The 6-foot-4 center averaged 19.1 points and 9.2 rebounds in 79 games at South Carolina and a career-best 21 points as a senior. He finished his career with 1,505 points and ranks in top 10 on the Gamecocks scoring list. His 880 career free-throw attempts still rank No. 1 in school history.
The Los Angeles Lakers selected Whisnant in the fifth round of the 1962 NBA Draft, but a long career in the league never materialized. He suffered a foot infection and ended up playing for the Wilkes-Barre (Pennsylvania) Barons of the Eastern League.
The North Carolina native ended up coaching youth travel teams around South Carolina and was a huge influence on his grandson’s golf career. In a 2017 interview with The State, Whisnant wondered what the 6-foot-4 Dustin could have been if he had focused on basketball.
Whisnant coached Johnson’s travel teams and said his grandson received an offer to play basketball from Charleston Southern. But golf eventually won out.

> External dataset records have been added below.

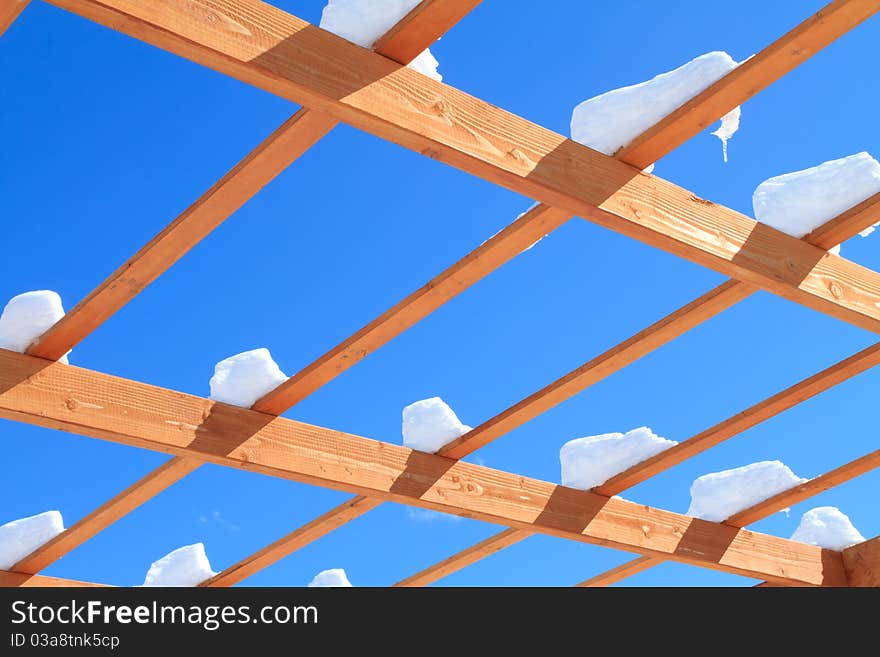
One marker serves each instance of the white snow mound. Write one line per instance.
(364, 21)
(429, 424)
(591, 461)
(335, 577)
(21, 537)
(185, 566)
(828, 527)
(610, 121)
(718, 495)
(242, 379)
(26, 317)
(798, 202)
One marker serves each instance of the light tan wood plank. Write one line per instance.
(750, 77)
(10, 579)
(862, 563)
(9, 11)
(128, 412)
(464, 558)
(266, 47)
(480, 262)
(308, 533)
(105, 515)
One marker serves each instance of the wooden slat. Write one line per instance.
(698, 311)
(465, 558)
(756, 512)
(480, 262)
(427, 22)
(108, 513)
(284, 55)
(862, 563)
(614, 575)
(344, 513)
(421, 27)
(750, 77)
(9, 11)
(101, 406)
(9, 579)
(261, 166)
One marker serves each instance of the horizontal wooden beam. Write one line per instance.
(101, 406)
(750, 77)
(862, 562)
(9, 11)
(10, 579)
(264, 46)
(476, 265)
(108, 513)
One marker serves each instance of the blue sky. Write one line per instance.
(106, 140)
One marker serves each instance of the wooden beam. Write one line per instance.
(480, 262)
(862, 563)
(756, 512)
(9, 11)
(264, 46)
(312, 531)
(108, 513)
(464, 558)
(421, 27)
(101, 406)
(9, 579)
(261, 166)
(750, 77)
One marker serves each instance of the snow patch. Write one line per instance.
(828, 527)
(242, 379)
(591, 461)
(718, 495)
(364, 21)
(185, 566)
(798, 202)
(26, 317)
(334, 577)
(429, 424)
(611, 120)
(21, 537)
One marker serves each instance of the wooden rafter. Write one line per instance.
(417, 30)
(9, 11)
(287, 56)
(101, 406)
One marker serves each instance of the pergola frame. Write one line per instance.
(336, 81)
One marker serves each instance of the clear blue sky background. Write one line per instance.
(106, 140)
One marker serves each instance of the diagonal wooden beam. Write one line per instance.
(754, 513)
(724, 296)
(783, 55)
(10, 579)
(105, 515)
(284, 55)
(9, 11)
(111, 408)
(416, 31)
(862, 562)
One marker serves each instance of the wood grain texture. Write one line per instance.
(428, 21)
(9, 11)
(750, 77)
(308, 533)
(10, 579)
(480, 262)
(105, 515)
(621, 572)
(464, 558)
(264, 46)
(862, 563)
(101, 406)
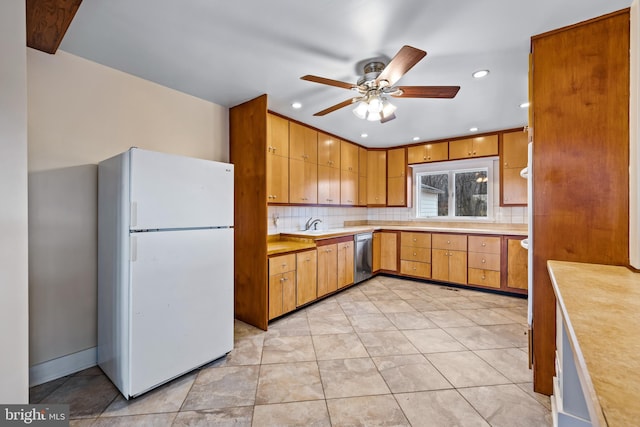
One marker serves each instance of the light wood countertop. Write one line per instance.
(601, 308)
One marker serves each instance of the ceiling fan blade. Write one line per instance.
(329, 82)
(426, 91)
(404, 60)
(336, 107)
(388, 118)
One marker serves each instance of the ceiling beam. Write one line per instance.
(47, 22)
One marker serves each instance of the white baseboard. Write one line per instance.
(65, 365)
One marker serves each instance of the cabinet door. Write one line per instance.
(327, 269)
(362, 161)
(282, 294)
(517, 264)
(440, 264)
(277, 179)
(397, 191)
(362, 191)
(458, 267)
(328, 150)
(437, 152)
(514, 149)
(303, 143)
(377, 252)
(514, 187)
(396, 162)
(303, 182)
(389, 251)
(349, 157)
(348, 188)
(277, 135)
(377, 177)
(485, 146)
(306, 281)
(345, 264)
(328, 185)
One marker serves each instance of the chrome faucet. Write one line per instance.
(312, 223)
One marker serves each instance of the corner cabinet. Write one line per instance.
(277, 159)
(512, 160)
(376, 177)
(480, 146)
(396, 177)
(303, 164)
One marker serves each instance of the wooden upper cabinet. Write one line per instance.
(426, 153)
(328, 150)
(277, 135)
(277, 159)
(376, 177)
(514, 149)
(396, 177)
(362, 176)
(349, 156)
(303, 143)
(480, 146)
(513, 160)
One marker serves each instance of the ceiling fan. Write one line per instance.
(378, 81)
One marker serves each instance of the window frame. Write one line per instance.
(452, 167)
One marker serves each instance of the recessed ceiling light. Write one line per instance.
(480, 74)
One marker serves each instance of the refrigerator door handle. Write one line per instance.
(134, 248)
(134, 214)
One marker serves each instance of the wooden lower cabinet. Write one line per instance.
(282, 285)
(484, 261)
(389, 250)
(306, 277)
(346, 257)
(449, 258)
(377, 249)
(415, 254)
(517, 264)
(327, 269)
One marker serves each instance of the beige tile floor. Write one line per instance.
(387, 352)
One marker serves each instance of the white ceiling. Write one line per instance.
(228, 52)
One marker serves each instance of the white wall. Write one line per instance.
(14, 320)
(79, 113)
(634, 139)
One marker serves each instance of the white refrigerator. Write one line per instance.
(165, 266)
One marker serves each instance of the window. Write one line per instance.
(460, 189)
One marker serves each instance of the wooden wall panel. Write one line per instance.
(580, 161)
(247, 151)
(47, 22)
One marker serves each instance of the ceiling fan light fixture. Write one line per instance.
(480, 74)
(361, 110)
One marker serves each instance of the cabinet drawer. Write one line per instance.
(421, 240)
(412, 268)
(485, 244)
(282, 263)
(454, 242)
(484, 277)
(484, 261)
(415, 254)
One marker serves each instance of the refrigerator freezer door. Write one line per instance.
(181, 303)
(169, 191)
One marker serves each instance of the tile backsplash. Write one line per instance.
(293, 218)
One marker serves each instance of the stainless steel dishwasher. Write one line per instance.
(364, 257)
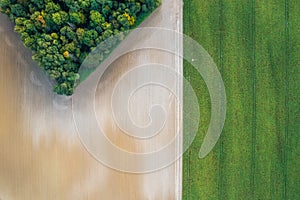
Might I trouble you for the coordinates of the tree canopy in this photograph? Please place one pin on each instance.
(61, 33)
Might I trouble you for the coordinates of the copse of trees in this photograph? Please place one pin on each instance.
(61, 33)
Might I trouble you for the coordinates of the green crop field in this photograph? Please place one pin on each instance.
(256, 45)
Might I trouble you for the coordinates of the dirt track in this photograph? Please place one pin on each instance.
(41, 156)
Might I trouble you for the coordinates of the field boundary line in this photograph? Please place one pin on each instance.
(253, 58)
(287, 42)
(221, 38)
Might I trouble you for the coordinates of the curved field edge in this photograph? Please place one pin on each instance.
(256, 46)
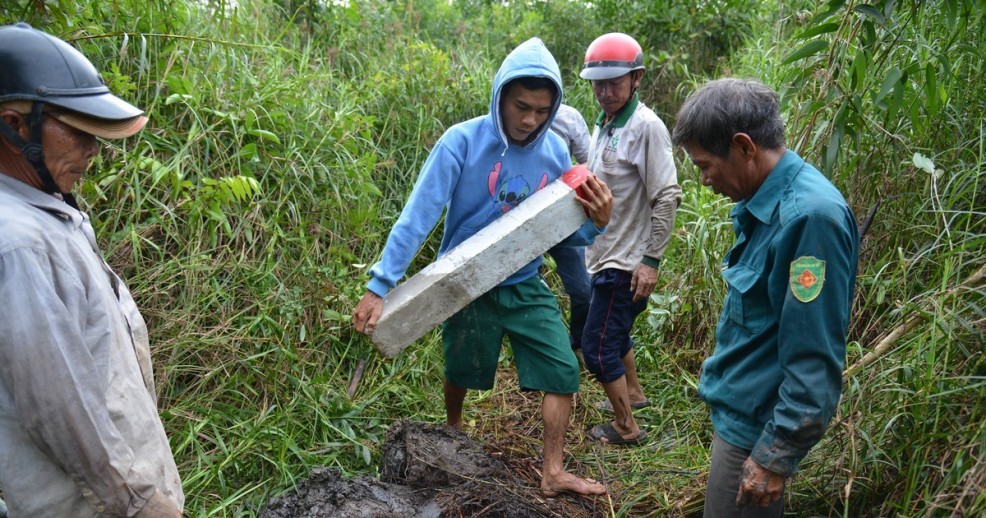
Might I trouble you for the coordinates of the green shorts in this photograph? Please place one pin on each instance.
(528, 314)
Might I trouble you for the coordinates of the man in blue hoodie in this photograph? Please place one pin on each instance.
(477, 171)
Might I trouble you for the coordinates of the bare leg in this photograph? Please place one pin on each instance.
(634, 391)
(454, 396)
(624, 423)
(556, 410)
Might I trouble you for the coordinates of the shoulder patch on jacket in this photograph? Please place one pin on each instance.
(807, 277)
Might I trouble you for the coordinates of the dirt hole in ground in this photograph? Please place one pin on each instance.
(427, 471)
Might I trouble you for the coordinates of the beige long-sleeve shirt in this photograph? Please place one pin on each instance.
(633, 155)
(79, 430)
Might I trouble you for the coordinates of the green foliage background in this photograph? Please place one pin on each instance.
(285, 135)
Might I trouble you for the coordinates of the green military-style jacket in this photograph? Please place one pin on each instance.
(775, 378)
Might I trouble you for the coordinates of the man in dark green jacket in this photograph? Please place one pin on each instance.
(774, 380)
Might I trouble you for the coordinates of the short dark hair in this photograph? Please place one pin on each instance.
(531, 83)
(724, 107)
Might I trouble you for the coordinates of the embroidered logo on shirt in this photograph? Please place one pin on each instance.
(807, 278)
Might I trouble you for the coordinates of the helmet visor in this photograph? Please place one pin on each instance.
(105, 128)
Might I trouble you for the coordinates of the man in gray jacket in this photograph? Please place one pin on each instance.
(630, 151)
(80, 434)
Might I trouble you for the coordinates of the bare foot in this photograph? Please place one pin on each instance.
(566, 482)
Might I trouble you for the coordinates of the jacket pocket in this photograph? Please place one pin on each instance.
(747, 304)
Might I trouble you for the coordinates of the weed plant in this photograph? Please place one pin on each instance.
(285, 136)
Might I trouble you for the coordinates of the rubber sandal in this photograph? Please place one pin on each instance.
(606, 434)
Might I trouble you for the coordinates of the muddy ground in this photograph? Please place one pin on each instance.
(429, 471)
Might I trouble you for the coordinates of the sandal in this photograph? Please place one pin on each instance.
(606, 434)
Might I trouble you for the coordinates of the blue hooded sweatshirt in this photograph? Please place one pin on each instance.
(476, 175)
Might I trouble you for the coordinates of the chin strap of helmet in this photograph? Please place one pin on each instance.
(34, 153)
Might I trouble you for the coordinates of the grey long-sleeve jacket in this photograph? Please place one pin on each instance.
(79, 430)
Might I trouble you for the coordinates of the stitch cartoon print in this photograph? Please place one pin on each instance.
(508, 192)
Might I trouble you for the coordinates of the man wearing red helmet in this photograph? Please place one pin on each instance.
(631, 151)
(80, 434)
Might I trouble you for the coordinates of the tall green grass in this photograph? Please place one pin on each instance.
(285, 136)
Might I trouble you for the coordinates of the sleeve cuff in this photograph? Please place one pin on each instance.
(650, 261)
(777, 456)
(379, 287)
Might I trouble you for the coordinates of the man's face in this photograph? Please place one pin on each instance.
(729, 177)
(613, 94)
(67, 152)
(524, 111)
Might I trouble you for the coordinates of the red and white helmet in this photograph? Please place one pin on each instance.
(612, 55)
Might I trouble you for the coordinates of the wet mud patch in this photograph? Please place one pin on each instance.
(427, 471)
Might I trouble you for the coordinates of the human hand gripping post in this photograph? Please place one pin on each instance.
(481, 262)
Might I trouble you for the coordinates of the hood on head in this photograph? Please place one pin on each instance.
(529, 59)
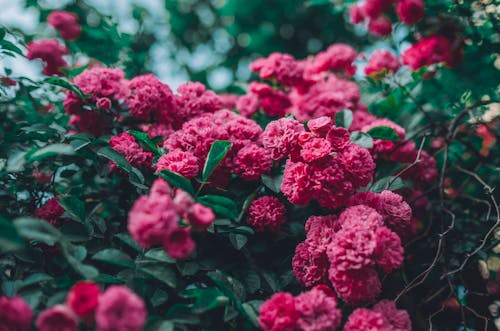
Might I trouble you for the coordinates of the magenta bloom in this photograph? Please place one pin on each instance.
(59, 317)
(15, 314)
(126, 145)
(120, 309)
(318, 310)
(266, 213)
(51, 53)
(279, 313)
(65, 23)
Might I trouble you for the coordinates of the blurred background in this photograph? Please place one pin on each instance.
(211, 41)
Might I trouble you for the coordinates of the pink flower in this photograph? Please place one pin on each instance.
(380, 63)
(274, 103)
(51, 211)
(380, 26)
(15, 314)
(51, 53)
(120, 309)
(398, 319)
(410, 11)
(193, 99)
(183, 163)
(320, 125)
(430, 50)
(65, 23)
(309, 267)
(363, 319)
(248, 104)
(200, 217)
(318, 310)
(280, 137)
(358, 164)
(178, 243)
(151, 218)
(252, 161)
(126, 145)
(315, 149)
(296, 184)
(59, 317)
(337, 57)
(278, 313)
(150, 100)
(266, 212)
(83, 298)
(357, 286)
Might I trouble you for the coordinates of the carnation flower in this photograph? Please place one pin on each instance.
(318, 310)
(363, 319)
(336, 57)
(183, 163)
(380, 26)
(280, 137)
(151, 217)
(83, 298)
(51, 211)
(252, 161)
(126, 145)
(278, 313)
(193, 99)
(150, 100)
(65, 23)
(200, 217)
(59, 317)
(15, 314)
(266, 212)
(398, 319)
(51, 53)
(410, 11)
(178, 243)
(381, 61)
(120, 309)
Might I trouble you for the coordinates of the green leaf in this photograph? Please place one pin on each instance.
(115, 257)
(75, 208)
(9, 238)
(50, 150)
(39, 230)
(344, 118)
(362, 139)
(144, 138)
(273, 183)
(222, 206)
(178, 181)
(238, 240)
(64, 83)
(384, 133)
(162, 273)
(217, 152)
(116, 157)
(390, 183)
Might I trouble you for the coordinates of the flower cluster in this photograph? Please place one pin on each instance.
(348, 251)
(323, 164)
(165, 218)
(314, 310)
(376, 14)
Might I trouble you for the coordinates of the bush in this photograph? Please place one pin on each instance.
(339, 190)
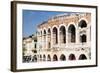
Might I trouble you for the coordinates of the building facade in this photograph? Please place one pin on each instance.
(64, 37)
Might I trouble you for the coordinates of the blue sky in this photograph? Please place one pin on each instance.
(32, 18)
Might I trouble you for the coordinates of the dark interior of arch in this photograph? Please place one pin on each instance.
(55, 35)
(72, 57)
(82, 24)
(55, 58)
(62, 57)
(63, 34)
(82, 57)
(72, 31)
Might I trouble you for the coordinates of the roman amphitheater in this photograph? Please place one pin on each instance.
(63, 37)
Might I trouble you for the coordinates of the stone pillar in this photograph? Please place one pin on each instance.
(88, 34)
(51, 38)
(58, 37)
(46, 40)
(66, 36)
(77, 36)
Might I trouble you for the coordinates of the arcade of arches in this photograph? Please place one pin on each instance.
(69, 40)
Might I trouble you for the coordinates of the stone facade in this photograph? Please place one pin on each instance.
(64, 37)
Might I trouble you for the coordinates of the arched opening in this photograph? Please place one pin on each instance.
(41, 33)
(34, 58)
(62, 34)
(83, 38)
(62, 57)
(72, 57)
(82, 57)
(55, 37)
(49, 38)
(44, 58)
(48, 58)
(71, 34)
(82, 24)
(55, 58)
(49, 45)
(40, 57)
(44, 38)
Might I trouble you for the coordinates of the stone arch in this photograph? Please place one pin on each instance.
(62, 30)
(44, 57)
(82, 24)
(72, 57)
(55, 58)
(44, 32)
(83, 38)
(71, 33)
(35, 58)
(82, 57)
(48, 58)
(55, 35)
(49, 38)
(41, 33)
(62, 57)
(49, 31)
(40, 57)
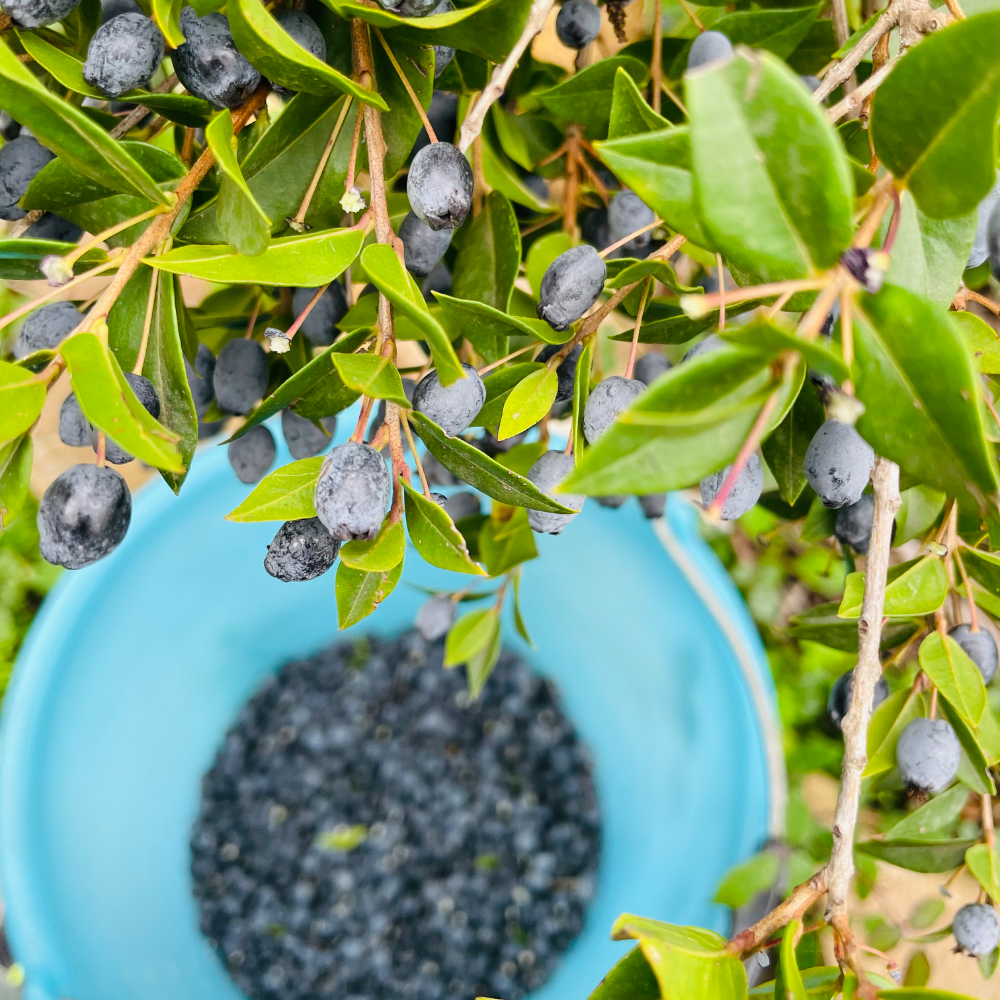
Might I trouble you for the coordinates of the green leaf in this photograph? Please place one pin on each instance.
(489, 255)
(630, 114)
(284, 495)
(777, 31)
(586, 97)
(435, 536)
(384, 552)
(690, 424)
(19, 258)
(917, 587)
(581, 392)
(528, 402)
(955, 676)
(821, 623)
(687, 961)
(280, 165)
(630, 978)
(21, 400)
(887, 724)
(984, 865)
(272, 51)
(247, 228)
(935, 117)
(70, 134)
(312, 259)
(383, 267)
(973, 769)
(919, 509)
(164, 367)
(15, 478)
(922, 395)
(470, 634)
(788, 981)
(785, 450)
(482, 473)
(372, 375)
(543, 251)
(918, 856)
(742, 883)
(932, 818)
(107, 400)
(929, 255)
(657, 167)
(360, 593)
(504, 544)
(773, 186)
(982, 340)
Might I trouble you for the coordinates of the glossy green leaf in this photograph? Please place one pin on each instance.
(360, 593)
(918, 856)
(482, 473)
(586, 97)
(543, 251)
(982, 340)
(469, 635)
(19, 258)
(918, 511)
(630, 114)
(778, 31)
(284, 495)
(773, 186)
(933, 818)
(312, 259)
(435, 536)
(687, 961)
(372, 375)
(784, 451)
(280, 165)
(504, 544)
(528, 402)
(984, 865)
(247, 229)
(383, 267)
(272, 51)
(107, 401)
(741, 883)
(935, 117)
(164, 367)
(821, 623)
(489, 255)
(788, 982)
(630, 978)
(380, 555)
(917, 587)
(657, 167)
(929, 255)
(887, 724)
(690, 424)
(914, 373)
(499, 385)
(21, 400)
(15, 478)
(70, 134)
(973, 768)
(955, 676)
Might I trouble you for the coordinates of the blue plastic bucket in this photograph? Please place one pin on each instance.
(135, 668)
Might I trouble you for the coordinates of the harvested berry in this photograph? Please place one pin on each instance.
(368, 831)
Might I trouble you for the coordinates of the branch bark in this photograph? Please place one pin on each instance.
(473, 123)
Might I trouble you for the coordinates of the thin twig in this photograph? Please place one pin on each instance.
(428, 128)
(473, 124)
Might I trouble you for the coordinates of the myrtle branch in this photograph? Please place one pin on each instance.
(474, 120)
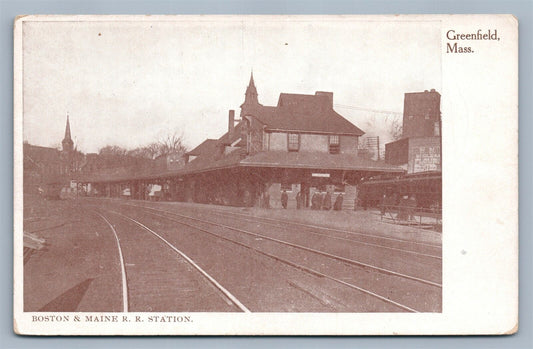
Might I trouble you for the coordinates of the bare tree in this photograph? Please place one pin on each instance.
(172, 144)
(113, 150)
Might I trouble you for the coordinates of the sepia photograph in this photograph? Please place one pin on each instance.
(181, 165)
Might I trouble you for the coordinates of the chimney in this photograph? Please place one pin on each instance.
(231, 124)
(327, 94)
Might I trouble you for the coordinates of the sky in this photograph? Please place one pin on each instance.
(130, 83)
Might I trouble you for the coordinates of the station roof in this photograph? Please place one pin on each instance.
(314, 160)
(304, 113)
(272, 159)
(206, 147)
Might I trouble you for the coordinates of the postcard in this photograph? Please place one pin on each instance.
(266, 175)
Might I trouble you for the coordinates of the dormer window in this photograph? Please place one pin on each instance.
(334, 144)
(293, 141)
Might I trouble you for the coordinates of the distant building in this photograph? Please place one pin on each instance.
(45, 165)
(300, 145)
(419, 149)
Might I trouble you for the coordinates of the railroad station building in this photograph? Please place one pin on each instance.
(299, 145)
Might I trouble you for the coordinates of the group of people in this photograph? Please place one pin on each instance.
(319, 201)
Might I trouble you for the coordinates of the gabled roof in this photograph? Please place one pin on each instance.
(206, 147)
(236, 134)
(304, 113)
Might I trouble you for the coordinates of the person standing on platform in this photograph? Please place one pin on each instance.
(284, 199)
(299, 200)
(314, 201)
(326, 204)
(337, 206)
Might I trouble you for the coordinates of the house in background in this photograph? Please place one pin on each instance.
(299, 145)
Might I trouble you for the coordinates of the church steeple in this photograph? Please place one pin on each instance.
(250, 99)
(67, 142)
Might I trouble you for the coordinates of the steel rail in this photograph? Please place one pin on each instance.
(305, 248)
(297, 266)
(215, 283)
(335, 237)
(278, 222)
(122, 266)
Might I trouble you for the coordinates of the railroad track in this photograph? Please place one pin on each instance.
(386, 243)
(303, 247)
(177, 218)
(135, 270)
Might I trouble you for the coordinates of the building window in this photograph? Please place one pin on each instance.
(334, 144)
(436, 129)
(286, 186)
(293, 141)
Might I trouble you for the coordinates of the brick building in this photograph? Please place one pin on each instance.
(299, 145)
(419, 149)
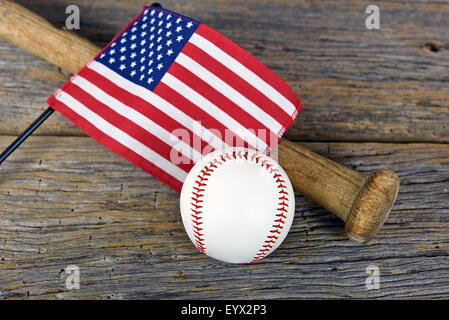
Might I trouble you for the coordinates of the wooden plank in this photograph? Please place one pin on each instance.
(69, 201)
(356, 84)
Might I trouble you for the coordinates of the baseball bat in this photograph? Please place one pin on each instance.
(363, 202)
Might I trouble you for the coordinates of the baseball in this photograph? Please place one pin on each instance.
(237, 205)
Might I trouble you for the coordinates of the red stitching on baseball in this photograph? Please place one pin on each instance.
(202, 182)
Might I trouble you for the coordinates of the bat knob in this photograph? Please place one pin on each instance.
(372, 205)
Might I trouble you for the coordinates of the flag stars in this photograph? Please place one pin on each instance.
(148, 47)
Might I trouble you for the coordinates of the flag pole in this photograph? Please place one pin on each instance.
(13, 146)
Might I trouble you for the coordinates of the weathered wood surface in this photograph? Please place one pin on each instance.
(67, 200)
(358, 84)
(79, 204)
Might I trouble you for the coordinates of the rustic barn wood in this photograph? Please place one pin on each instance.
(67, 200)
(78, 203)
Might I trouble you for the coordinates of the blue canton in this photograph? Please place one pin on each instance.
(144, 51)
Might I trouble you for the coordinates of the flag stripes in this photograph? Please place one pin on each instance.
(169, 89)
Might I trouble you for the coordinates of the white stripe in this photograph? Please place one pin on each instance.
(121, 136)
(155, 100)
(137, 118)
(214, 111)
(229, 92)
(243, 72)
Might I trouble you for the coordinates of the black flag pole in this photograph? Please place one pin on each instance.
(20, 139)
(13, 146)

“He was into basketball, baseball. He can run and jump. He’d snatch a rebound and take it back down the court and beat everybody back down the court,” Whisnant said. “I don’t know, he just started playing golf, and I guess he liked it.”
Whisnant took his grandson to many junior golf tournaments growing up, walking the course to follow his grandson’s game at every one of them. He hasn’t done the math to figure out how many holes he’s walked in his life.
“Oh, I’ve got no idea,” he said. “We went to every tournament we could get to, every summer was junior tournaments all over everywhere.”